Biopharmaceutical News Week # 12.2017





Author: Jean-Claude Muller, 穆卓Executive Editor at BtoBioInnovation,




Editor’s Note



Paris, Berlin, Brussels, Nice and now London have recently been facing horrible terrorist attacks aimed at killing people and destroying our democracies. The incredible resilience of all the harmed or injured individuals, of their families and of many of the citizens of the targeted cities constitutes a formidable reply to all types of terrorism.




Breaking News


After meeting with US President Donald Trump, House Speaker Paul Ryan withdrew the bill to replace Affordable Care Act, or ObamaCare, after a growing number of defections from moderate and ultra-conservative Republicans occurred in the final hours before the vote on Friday. The decision came one day after President Trump delivered an ultimatum to House lawmakers warning that they must vote Friday to repeal the current law or concede that Obama’s major achievement would remain in place.



Mergers, Acquisitions and Joint Ventures


Sanofi is rumored to be in close negotiation to acquire Flexion (Burlington, MA, USA) and get access to Zilretta, or FX006, a pain drug for treating osteoarthritis, currently under review at the US FDA. Spokespersons at both companies did not comment, but people close to one of the company indicated that extensive due-diligence were ongoing.




X-Chem Pharmaceuticals (Waltham, MA,USA) partners with Astellas Pharma (Tokyo, Japan) to discover novel lead compounds for complex drug targets of interest to Astellass using X-Chem collection of DNA-encoded DEXTM libraries containing more than 120 billion compounds. DEX—short for DNA-Encoded X-Chem—is designed to discover novel lead compounds against a wide range of targets, based on proprietary innovations in library design, screening methodology, and bioinformatics. According to X-Chem, the library is screened as a mixture using affinity-based binding to a target of interest. Certain rare molecules in the library that bind to the target can be fished out, while the rest are washed away. DNA sequencing is then used to detect molecules that are enriched when bound to the target. X-Chem says its approach allows additional chemical reactions to be usable in DNA-encoded library synthesis. Astellas has the option to license identified lead compounds. Astellas will make a $16 million upfront, followed by research funding as well as license and option fees as the collaboration proceeds which could reach as much as $100 million per target.
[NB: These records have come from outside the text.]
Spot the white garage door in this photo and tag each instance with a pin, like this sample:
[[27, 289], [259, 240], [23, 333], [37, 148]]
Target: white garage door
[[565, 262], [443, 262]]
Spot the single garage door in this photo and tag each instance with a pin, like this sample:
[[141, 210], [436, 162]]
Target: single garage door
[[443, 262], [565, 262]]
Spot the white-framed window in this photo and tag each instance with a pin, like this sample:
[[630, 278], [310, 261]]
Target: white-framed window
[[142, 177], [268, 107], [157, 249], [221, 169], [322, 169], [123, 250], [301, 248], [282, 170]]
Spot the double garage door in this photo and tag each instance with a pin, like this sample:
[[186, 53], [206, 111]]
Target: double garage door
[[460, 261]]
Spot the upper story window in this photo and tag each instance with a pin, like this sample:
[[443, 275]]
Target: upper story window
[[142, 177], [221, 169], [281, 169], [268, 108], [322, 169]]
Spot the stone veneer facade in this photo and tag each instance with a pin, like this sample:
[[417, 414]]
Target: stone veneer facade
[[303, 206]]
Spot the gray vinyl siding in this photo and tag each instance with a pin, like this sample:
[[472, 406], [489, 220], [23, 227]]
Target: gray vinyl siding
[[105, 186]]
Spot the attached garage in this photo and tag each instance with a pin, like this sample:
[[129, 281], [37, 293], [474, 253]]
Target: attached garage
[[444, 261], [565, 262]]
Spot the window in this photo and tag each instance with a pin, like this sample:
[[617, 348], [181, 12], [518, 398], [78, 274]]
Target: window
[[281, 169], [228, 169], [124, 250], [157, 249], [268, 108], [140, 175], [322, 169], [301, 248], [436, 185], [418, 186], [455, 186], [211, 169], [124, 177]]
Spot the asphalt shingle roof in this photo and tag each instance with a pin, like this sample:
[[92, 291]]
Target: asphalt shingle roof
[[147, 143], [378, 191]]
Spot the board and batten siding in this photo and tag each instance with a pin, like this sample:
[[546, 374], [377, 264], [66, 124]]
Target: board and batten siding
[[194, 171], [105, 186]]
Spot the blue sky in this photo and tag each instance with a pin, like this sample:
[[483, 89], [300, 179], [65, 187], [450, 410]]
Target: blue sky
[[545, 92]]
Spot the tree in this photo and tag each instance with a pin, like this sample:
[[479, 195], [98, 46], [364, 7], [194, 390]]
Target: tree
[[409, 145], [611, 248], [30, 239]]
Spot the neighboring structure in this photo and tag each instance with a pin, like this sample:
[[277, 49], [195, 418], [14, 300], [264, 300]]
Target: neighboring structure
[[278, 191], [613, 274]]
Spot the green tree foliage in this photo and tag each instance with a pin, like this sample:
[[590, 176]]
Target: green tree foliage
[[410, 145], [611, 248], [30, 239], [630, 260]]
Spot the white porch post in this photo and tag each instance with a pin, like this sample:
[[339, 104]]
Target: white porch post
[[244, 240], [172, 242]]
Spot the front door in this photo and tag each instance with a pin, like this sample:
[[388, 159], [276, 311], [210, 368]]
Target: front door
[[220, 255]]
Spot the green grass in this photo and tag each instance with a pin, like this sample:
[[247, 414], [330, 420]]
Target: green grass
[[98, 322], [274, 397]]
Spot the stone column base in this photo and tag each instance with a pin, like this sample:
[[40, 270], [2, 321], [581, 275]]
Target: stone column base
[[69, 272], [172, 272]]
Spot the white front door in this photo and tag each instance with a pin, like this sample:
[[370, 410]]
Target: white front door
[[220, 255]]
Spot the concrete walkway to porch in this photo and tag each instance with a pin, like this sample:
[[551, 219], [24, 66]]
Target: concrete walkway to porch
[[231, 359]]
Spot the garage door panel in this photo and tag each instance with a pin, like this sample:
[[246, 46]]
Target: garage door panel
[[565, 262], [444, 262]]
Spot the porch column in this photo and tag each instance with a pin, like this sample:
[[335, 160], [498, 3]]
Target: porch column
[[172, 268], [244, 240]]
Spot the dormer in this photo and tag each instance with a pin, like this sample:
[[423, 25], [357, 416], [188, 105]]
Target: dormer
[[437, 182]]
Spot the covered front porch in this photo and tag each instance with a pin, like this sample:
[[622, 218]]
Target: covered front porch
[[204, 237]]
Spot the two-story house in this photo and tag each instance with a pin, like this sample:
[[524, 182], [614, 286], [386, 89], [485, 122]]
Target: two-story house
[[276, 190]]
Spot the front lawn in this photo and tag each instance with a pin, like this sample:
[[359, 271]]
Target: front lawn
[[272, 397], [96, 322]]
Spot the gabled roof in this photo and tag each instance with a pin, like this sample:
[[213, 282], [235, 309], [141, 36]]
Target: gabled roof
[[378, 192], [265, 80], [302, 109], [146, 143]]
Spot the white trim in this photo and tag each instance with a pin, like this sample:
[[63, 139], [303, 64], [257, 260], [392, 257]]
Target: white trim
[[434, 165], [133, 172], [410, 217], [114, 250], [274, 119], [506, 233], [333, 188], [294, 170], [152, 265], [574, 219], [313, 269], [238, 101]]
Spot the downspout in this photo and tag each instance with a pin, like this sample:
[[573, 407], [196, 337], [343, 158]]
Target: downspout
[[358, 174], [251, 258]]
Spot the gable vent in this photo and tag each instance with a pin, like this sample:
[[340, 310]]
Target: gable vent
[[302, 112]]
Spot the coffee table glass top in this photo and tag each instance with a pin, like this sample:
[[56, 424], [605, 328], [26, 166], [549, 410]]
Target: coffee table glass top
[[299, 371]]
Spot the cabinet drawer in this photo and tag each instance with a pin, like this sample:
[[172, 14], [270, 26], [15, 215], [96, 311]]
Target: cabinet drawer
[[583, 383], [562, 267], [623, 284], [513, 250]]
…and with Ono Pharmaceuticals (Osaka, Japan) to discover “multiple promising high impact oncology targets” using X-Chem’s DEXTM libraries. Ono will have the option to license identified lead compounds. Financial terms of the deal were not disclosed, but Ono will make an upfront payment as well as milestones payments.

Bristol-Myers Squibb extends its 2014 existing immune-oncology discovery collaboration with CytomX (South San Francisco, CA, USA) in adding up eight new projects: six in oncology and two outside of cancer. Under the terms of the deal, BMS will make a $200 million upfront and as much as $3.6 billion in milestones, as well as royalties on sales.

Arix Bisosciences (London, UK) enters a collaboration with the Lead Discovery Center GmbH (LDC, Dortmund, Germany), Max Planck Innovation GmbH (Munich, Germany) and the University of Leeds to develop new therapeutics for metabolic diseases based on the discoveries from these organisations. Under the terms of the deal, Arix will fund and manage experimental work building on discoveries from the faculty of cardiovascular medicine and diabetes at the University of Leeds and LDC, focusing on the development of antagonists of a novel target for a variety of metabolic indications.

GlaxoSmithKline and Regeneron will enter a new project with UK Biobank and get free access to patient samples in return for covering the costs of sequencing and after a period of exclusivity the data will be of use for wider use. The UK Biobank’s pool of data and samples is drawn from half a million anonymous patients and it will take three to five years to complete the entire sequencing. Sequencing will focus specifically on the 1% to 2% of the genome known as the exome, or the protein encoding regions of the genome, which is believed to have the most relevance for drug therapy. Although the costs of gene sequencing are falling, it remains expensive to conduct on a large scale – to sequence data from all 500,000 participants in the BioBank would require an investment of some $150 million. Consequently, the BioBank said the injection of funds from GSK and Regeneron was a tremendous boost


Approval of drugs and vaccines


The European Commission has approved Amgen’s Amgevita, marking the first European license for a biosimilar version of AbbVie’ Humira. Amgen indicated it had received marketing authorisation for “all available indications” for its biosimilar Humira, including moderate-to-severe rheumatoid arthritis, psoriatic arthritis and moderate-to-severe Crohn's disease. Humira was approved for the first time back in 2003.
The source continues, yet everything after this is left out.